<高校野球秋季関東大会:佐野日大7-0駿台甲府>◇21日◇準々決勝◇山日YBS
佐野日大(栃木1位)が7回コールドで駿台甲府(山梨3位)に勝利し、13年以来の4強入りを果たした。元阪神の麦倉洋一監督(54)は「やることをやった結果。それに選手たちが攻めていけましたね」と、振り返った。
センバツ出場が決まれば、監督として初の甲子園出場となり、阪神引退後、初めて甲子園に戻る。「私個人にとっても、すごいうれしいことですが、選手たちがあそこ(甲子園で)プレーできる、というのが一番。自分はいるだけ。グラウンドでは何もできないですから」と、笑みを浮かべた。

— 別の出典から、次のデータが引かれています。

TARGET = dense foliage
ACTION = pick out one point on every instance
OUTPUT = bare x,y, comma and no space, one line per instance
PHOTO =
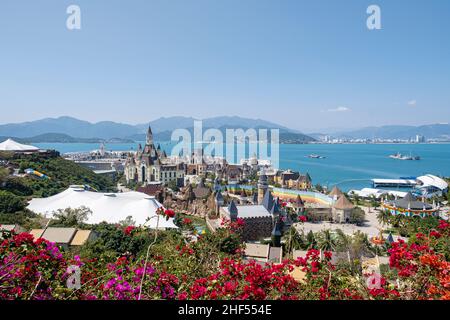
175,269
16,190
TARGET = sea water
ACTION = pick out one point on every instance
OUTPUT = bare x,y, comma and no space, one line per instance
350,166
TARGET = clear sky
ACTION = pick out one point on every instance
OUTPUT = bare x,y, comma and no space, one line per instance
309,65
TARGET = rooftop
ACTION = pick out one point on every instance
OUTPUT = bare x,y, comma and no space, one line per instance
251,211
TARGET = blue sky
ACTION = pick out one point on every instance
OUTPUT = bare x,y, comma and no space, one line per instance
309,65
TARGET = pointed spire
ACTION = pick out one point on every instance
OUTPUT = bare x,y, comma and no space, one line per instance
390,238
268,201
149,139
275,211
219,197
255,198
232,209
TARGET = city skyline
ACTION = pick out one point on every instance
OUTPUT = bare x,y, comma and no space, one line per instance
306,66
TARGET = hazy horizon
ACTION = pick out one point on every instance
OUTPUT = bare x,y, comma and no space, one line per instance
307,65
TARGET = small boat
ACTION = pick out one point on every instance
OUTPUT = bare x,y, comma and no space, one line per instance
399,156
316,156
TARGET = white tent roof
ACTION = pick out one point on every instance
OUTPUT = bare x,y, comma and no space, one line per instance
378,193
430,180
109,207
11,145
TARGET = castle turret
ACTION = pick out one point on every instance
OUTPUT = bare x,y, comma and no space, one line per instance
232,209
262,186
149,139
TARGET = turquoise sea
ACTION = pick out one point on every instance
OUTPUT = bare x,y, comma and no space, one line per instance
349,166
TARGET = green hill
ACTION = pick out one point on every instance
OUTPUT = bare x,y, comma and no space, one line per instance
16,190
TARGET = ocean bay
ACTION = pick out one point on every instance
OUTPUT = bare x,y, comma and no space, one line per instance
348,165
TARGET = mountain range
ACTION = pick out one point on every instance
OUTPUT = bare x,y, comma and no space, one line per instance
431,131
68,129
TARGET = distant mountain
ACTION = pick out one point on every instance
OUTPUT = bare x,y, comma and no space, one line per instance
286,137
172,123
68,127
432,131
64,138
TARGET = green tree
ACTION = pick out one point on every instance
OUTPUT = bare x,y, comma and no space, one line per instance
311,241
71,217
357,216
326,241
10,203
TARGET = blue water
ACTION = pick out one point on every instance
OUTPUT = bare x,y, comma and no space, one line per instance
349,166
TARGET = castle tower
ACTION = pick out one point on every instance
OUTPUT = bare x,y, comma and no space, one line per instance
262,186
149,139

今夏、栃木県大会では優勝候補に挙げられながらも3回戦で敗退。麦倉監督は新チームスタート初日、選手たちに言った言葉を今でも鮮明に覚えているという。「オマエたちは最弱だ。俺は技術的には何も言わない。これからじっくり体力をつけて、勝負は来年の夏だ、と言ったんです」。選手たちは麦倉監督の言葉に奮起。体力づくりに力を入れた。「チーム作りも守備を重点的にしたことで、少しずつ上向きになっていった」と、17年に監督就任8年目にして、甲子園の切符をつかもうとしている。「これからも泥くさく、いきますよ」とニヤリ。甲子園凱旋(がいせん)へ。頼もしい教え子たちに、期待した。